Posted about 1 year ago
Products and Technology
The Mulesoft Site Reliability Engineering team is a newly formed team and we are looking for an experienced Sr. Manager to help build the overall SRE team and program. This role will report to the Sr. Director, SRE and will be at the heart of Global Operations at MuleSoft. The team is progressively responsible for full stack observability, level one alerting. reliability engineering and incident response for products and services that are on-boarded into the team. We aim to ensure that the Mulesoft Cloud environment remains available to our customers and we aim to proactively address reliability issues before they affect performance or availability.

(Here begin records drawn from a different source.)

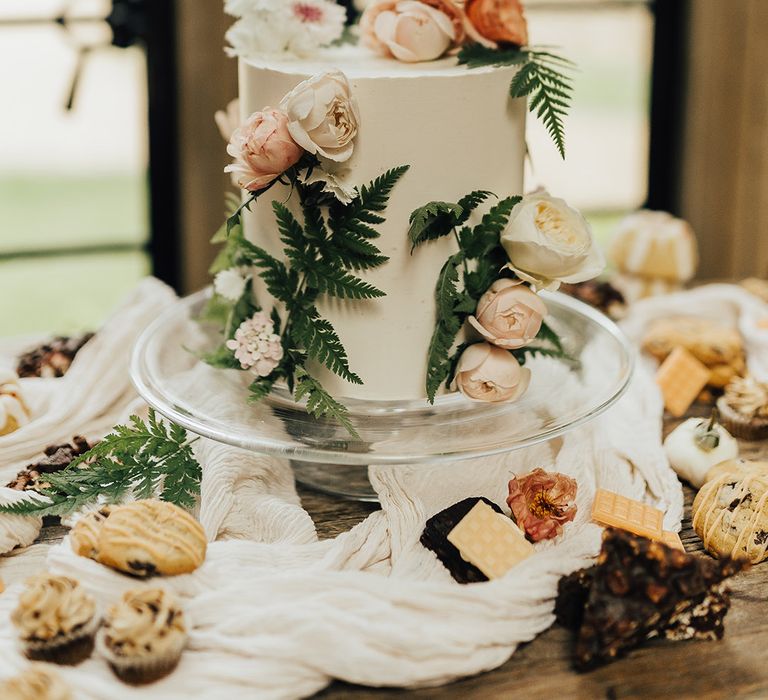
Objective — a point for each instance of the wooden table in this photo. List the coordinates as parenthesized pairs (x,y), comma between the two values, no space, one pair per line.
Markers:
(737,666)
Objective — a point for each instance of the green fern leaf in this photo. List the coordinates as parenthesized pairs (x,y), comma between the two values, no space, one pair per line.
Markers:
(320,403)
(470,202)
(333,280)
(291,231)
(432,221)
(142,457)
(478,242)
(320,341)
(447,327)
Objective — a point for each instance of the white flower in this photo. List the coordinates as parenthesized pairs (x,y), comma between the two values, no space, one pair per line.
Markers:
(548,242)
(256,346)
(228,119)
(323,116)
(230,283)
(334,178)
(278,26)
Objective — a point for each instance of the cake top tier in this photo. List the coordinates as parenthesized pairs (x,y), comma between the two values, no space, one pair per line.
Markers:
(359,62)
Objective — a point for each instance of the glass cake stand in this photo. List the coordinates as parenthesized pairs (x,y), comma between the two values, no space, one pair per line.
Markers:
(213,403)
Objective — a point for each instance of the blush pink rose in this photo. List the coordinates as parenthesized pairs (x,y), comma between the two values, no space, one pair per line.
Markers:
(263,149)
(488,373)
(542,502)
(497,21)
(509,314)
(412,30)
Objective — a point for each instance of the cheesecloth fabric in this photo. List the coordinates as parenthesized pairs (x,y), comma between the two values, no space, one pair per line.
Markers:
(277,613)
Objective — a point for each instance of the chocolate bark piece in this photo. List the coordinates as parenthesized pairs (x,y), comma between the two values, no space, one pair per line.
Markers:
(57,457)
(642,589)
(435,539)
(51,359)
(572,594)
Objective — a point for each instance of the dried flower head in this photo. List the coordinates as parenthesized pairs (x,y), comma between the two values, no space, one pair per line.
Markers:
(256,346)
(542,502)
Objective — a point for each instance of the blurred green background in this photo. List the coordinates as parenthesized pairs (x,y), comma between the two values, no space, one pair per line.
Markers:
(74,219)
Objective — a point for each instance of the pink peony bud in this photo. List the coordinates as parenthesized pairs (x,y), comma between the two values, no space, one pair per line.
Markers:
(263,149)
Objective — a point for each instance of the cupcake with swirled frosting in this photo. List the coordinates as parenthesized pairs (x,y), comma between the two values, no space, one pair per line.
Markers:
(143,635)
(36,683)
(744,408)
(56,620)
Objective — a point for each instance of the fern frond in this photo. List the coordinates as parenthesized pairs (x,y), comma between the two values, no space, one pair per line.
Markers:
(447,327)
(333,280)
(320,403)
(470,202)
(320,341)
(143,457)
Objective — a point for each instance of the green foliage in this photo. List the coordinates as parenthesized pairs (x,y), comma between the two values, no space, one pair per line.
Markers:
(437,219)
(318,337)
(482,259)
(447,327)
(322,248)
(320,403)
(432,221)
(143,458)
(542,78)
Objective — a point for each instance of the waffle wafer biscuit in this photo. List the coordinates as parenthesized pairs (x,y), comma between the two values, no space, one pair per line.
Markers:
(614,510)
(672,539)
(490,541)
(681,377)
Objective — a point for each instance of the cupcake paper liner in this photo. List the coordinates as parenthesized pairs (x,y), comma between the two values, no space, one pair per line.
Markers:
(64,649)
(140,670)
(739,425)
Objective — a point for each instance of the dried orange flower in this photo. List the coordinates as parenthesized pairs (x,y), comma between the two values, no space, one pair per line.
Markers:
(542,502)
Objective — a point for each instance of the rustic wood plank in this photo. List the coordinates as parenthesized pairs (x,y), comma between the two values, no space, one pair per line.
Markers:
(737,666)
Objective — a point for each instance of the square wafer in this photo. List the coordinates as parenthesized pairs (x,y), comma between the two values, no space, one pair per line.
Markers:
(681,377)
(672,539)
(614,510)
(490,541)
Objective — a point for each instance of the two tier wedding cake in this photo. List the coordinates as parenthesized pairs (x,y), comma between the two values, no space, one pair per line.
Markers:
(383,248)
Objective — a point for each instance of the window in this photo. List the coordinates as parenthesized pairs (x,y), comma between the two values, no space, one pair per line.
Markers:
(73,218)
(605,173)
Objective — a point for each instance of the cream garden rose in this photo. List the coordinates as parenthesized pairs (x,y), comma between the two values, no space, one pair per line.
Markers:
(497,21)
(509,314)
(411,30)
(263,149)
(489,373)
(548,242)
(323,117)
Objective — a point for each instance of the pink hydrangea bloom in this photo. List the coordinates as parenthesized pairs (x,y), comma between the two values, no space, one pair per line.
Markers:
(256,346)
(542,502)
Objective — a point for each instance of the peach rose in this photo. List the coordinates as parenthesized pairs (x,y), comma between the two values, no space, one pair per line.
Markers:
(488,373)
(509,314)
(498,21)
(412,31)
(549,242)
(323,116)
(542,502)
(263,149)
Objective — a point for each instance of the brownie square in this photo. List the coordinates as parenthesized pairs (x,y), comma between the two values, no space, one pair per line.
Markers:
(435,539)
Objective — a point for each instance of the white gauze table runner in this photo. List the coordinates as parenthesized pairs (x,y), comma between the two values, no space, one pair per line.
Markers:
(276,613)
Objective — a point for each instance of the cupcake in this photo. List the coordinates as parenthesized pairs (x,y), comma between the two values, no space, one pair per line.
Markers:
(37,683)
(56,620)
(143,635)
(744,408)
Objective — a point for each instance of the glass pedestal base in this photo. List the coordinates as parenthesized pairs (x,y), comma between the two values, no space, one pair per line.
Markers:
(212,403)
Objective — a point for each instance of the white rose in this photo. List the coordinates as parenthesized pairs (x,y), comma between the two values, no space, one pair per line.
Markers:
(230,283)
(323,117)
(548,242)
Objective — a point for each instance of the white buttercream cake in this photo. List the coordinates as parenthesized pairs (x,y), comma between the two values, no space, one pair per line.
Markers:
(459,131)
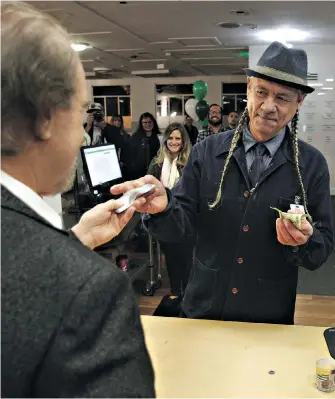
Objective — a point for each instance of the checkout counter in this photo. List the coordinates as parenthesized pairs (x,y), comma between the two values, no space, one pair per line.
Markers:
(211,359)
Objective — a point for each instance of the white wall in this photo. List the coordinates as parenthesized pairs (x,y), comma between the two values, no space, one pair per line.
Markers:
(317,115)
(143,90)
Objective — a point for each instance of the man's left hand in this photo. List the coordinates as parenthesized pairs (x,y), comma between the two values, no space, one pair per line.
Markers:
(101,224)
(288,234)
(101,124)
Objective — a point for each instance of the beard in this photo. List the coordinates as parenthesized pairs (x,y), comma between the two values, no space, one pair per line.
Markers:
(216,122)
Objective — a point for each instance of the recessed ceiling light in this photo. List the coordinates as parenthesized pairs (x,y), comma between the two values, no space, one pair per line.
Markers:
(239,12)
(251,26)
(228,25)
(283,35)
(80,46)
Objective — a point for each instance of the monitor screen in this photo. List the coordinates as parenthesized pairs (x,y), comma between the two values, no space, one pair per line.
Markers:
(102,164)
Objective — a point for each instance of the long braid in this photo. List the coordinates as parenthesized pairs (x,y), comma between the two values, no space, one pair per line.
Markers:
(295,144)
(237,135)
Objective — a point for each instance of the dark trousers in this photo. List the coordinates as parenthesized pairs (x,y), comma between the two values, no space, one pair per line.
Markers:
(179,262)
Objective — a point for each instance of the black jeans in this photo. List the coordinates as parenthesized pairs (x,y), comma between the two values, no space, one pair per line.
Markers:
(179,262)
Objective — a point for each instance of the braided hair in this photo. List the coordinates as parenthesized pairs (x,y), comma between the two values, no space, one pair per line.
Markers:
(237,136)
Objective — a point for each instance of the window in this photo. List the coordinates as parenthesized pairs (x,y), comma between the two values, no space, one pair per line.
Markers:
(115,100)
(124,106)
(170,103)
(233,97)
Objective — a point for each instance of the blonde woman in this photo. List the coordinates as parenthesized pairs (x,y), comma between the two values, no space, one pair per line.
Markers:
(168,168)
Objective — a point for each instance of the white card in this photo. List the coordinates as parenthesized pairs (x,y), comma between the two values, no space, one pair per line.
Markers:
(295,207)
(130,196)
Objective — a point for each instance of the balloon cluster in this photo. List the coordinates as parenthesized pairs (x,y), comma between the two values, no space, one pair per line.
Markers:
(197,108)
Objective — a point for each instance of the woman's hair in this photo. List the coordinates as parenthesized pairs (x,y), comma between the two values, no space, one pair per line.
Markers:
(236,138)
(186,145)
(38,74)
(155,128)
(117,116)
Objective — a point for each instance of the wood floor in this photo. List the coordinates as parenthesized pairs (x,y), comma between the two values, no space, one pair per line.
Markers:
(311,310)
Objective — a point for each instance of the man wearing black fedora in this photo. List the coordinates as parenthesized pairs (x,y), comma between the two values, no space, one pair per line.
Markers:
(247,260)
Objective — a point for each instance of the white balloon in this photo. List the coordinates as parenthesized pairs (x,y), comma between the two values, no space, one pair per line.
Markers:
(190,108)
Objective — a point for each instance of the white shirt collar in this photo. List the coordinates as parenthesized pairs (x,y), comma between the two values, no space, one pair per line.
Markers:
(31,199)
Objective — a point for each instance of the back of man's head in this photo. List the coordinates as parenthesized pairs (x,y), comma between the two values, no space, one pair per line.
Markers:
(38,74)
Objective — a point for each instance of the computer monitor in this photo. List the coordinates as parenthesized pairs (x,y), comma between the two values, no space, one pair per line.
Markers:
(101,166)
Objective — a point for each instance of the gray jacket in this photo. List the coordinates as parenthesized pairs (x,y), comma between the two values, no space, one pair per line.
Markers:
(70,325)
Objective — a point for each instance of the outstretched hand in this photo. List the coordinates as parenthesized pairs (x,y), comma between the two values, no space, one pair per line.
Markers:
(101,224)
(155,202)
(288,234)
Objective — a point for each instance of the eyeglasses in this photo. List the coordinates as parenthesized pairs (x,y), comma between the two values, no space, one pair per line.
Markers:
(282,99)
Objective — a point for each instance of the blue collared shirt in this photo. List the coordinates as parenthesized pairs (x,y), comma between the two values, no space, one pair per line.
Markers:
(272,145)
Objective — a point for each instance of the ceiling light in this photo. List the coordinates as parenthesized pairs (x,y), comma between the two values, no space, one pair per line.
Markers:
(228,25)
(283,35)
(80,46)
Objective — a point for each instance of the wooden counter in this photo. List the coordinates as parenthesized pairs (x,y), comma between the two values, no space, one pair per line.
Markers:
(202,358)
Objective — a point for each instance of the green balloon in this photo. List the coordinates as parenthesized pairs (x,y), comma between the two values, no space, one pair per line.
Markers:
(202,109)
(200,89)
(204,123)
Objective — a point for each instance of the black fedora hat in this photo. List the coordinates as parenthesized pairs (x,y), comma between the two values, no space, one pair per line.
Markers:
(284,66)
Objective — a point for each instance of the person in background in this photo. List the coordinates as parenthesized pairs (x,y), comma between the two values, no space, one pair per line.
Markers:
(167,167)
(247,259)
(70,325)
(191,129)
(215,122)
(96,125)
(142,147)
(117,120)
(232,120)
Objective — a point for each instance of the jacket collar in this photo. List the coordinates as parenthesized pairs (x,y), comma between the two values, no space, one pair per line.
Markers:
(286,146)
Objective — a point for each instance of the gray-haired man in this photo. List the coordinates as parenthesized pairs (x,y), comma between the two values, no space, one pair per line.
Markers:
(69,322)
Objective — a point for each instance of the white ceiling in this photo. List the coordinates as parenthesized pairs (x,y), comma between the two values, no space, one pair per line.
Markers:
(181,35)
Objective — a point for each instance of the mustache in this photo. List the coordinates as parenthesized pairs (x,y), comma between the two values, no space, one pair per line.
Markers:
(266,115)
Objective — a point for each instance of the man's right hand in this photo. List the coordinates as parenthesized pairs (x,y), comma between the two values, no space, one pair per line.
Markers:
(155,202)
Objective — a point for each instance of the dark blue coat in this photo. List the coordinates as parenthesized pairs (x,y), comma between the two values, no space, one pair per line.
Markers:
(241,272)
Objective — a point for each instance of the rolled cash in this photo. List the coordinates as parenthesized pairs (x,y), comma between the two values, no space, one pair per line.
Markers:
(295,218)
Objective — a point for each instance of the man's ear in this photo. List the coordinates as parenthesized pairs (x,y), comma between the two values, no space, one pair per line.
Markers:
(300,102)
(249,84)
(45,130)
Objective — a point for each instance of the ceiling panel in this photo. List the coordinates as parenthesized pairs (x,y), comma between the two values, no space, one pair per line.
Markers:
(183,34)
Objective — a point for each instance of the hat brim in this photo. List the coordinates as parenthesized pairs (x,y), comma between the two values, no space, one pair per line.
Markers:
(251,73)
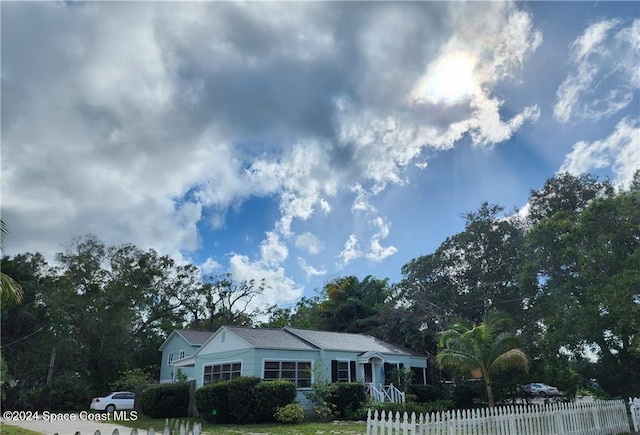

- Act as 'gatekeeper' for the onbaording of new services into the SRE team to ensure that services accepted into the SRE program have been adequately documented, level 1 response Runbooks have been developed, sufficient monitoring has been put in place and escalation channels for various service owner teams have been agreed
- Own end-to-end availability (SLO/SLA), reliability, and performance of Mulesoft's Cloud Platform by developing processes, metrics and engineering projects that ensure maximum reliability and uptime for our customers
- Hire exceptional SRE talent (in the USA at first) and help build a team with a focus on intrinsic curiosity, fearless assertiveness and exceptional ability at running large scale, highly distributed Production systems in the Public cloud
- Collaborate with the existing Engineering team to understand deployment practices and processes and work towards iteratively improving the release pipeline to ensure a highly resilient deployment strategy, ideally with zero downtime
- Establish an on-call cadence with the team and ensure adequate coverage of key areas
- Foster a healthy and collaborative culture, in line with Salesforce's core values of Trust, Transparency, Equality, Collaboration, Philanthropy, and 'Ohana'
- Participate in 24x7 Site Reliability rotations and escalation workflows
- 5 years+ managing an SRE (or related) team that operates in a public cloud (AWS), highly distributed environment
- Previous experience building a new SRE team from the ground up and progressively increasing the teams responsibilities by coaching the team through the process of on-boarding services into the team
- A passion for SRE/DevOps principals and a clear drive to remove toil and run highly resilient/automated systems
- Experience in managing a release pipeline, from planning to deployment to monitoring impact
- Previous experience working with , New Relic and Sumo Logic
- Strong technical fundamentals including Linux, TCP/IP, Kubernetes/Docker, Jenkins
- Bias towards data driven decisions and ensuring key metrics are agreed on, visible and actionable
- Experience in software development in one or more of the following: Java, Python, Go
- Experience managing an engineering team on projects with technical deep-dives into code, networking, operating systems and/or storage
- BA/BS degree in Computer Science or related technical field, or equivalent practical experience.
Salesforce.com and Salesforce.org are Equal Employment Opportunity and Affirmative Action Employers. Qualified applicants will receive consideration for employment without regard to race, color, religion, sex, sexual orientation, gender perception or identity, national origin, age, marital status, protected veteran status, or disability status. Headhunters and recruitment agencies may not submit resumes/CVs through this Web site or directly to managers. Salesforce.com and Salesforce.org do not accept unsolicited headhunter and agency resumes. Salesforce.com and Salesforce.org will not pay fees to any third-party agency or company that does not have a signed agreement with Salesforce.com or Salesforce.org.
Pursuant to the San Francisco Fair Chance Ordinance and the Los Angeles Fair Chance Initiative for Hiring, Salesforce will consider for employment qualified applicants with arrest and conviction records.